I noticed nearby a tree that had been scraped, likely last year as it was too early for this season, most likely by a bull elk rubbing the velvet off his antlers.
Sure enough the lake seemed to only have brook trout, several caught and released.
Much of the exploring planned would be winding my way through downed timber that had become very hard for me, and I just wasn’t willing to tackle that.
I’m well known for constantly bringing up Winston Churchill’s call during World War II, but as explained in my Coalville Speech I’ve had to fudge just a bit and add a word as seen below.
But, before any hard and fast conclusions, I still had to get down the 12-13 miles of trail to my car and comfortable little Cabin trailer. So off I went headed for Brown Duck Lake.
Another of the first mushrooms of the season….which I wasn’t about to eat!
I passed by no-name X-45 lake which was too shallow for fish.
You won’t recognize it, but this is my bridge across Brown Duck Creek just after it leaves the lake.
Just up the trail from the crossing I hit the main trail with this sign, and had a rest before going over to Brown Duck Lake to test the fishing.
A few casts quickly produced several regular sized Native Cutthroat trout which of course were released.
Lots of dandelions with which I could have enhanced my soup and Rice’A Roni….cooked in my campfire 1/4 of a mile from the lake.
Now, DOWN THE TRAIL!
Oh, and Wild Strawberry blossoming all along the trail.
I passed the “short-cut” and kept trudging along soon passing the Wilderness boundary and nearby set up my camp for the night. The next morning I was on my way, seeing some “Visions of Nature” that had gone unnoticed on the way up.
First a friendly resident of Altonah, CINDY WARR who has already emailed me and received pictures of them, and said, “I checked out your website last night.
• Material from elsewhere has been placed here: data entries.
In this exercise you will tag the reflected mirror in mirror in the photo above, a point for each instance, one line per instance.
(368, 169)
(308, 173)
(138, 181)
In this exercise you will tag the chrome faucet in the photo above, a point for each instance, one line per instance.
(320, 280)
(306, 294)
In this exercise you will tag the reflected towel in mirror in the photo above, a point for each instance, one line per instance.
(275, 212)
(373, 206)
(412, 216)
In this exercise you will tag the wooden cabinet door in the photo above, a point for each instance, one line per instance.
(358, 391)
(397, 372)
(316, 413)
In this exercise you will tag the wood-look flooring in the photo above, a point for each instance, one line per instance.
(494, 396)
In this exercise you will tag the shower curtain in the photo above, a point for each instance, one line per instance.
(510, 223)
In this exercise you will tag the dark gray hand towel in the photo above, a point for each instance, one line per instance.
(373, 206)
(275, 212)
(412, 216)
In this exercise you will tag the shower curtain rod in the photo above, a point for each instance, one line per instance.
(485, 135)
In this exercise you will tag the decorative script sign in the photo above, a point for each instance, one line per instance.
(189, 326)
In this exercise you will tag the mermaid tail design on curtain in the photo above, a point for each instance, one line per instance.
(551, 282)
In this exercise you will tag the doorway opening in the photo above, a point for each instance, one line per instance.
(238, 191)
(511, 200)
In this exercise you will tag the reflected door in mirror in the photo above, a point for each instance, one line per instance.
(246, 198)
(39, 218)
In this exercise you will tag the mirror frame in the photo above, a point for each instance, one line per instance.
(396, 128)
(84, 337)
It’s cool, I would love to sit by the camp fire and hear some of your story’s, sometime.”
And friend, PETER from Kamas.
“You’re getting close!”
was the shout from Bryan and Marsha Broadhead from Roosevelt. I must have looked bushed and they thought I needed some encouragement.
……and their dog. Sorry I forgot to get the name…as I was deliriously “bushed!”
WOW….SALVATION IN SIGHT!
No campfire, but I did have propane and had a great early dinner after getting to Duchesne and cell phone and internet reception at the Public Library parking lot where I listened to ESPN radio and the USA vs PORTUGAL game that was ALMOST INCREDIBLE! …..well, it was for Portugal, as in soccer even a 2-2 tie is wonderful!
By then I learned that my wonderful daughter, Mahana, during my backpack had given birth a month early in Provo to handsome little Ryan Andersen Craig and I had to get home quick…but.to be safe for an old guy, getting a good night’s sleep first.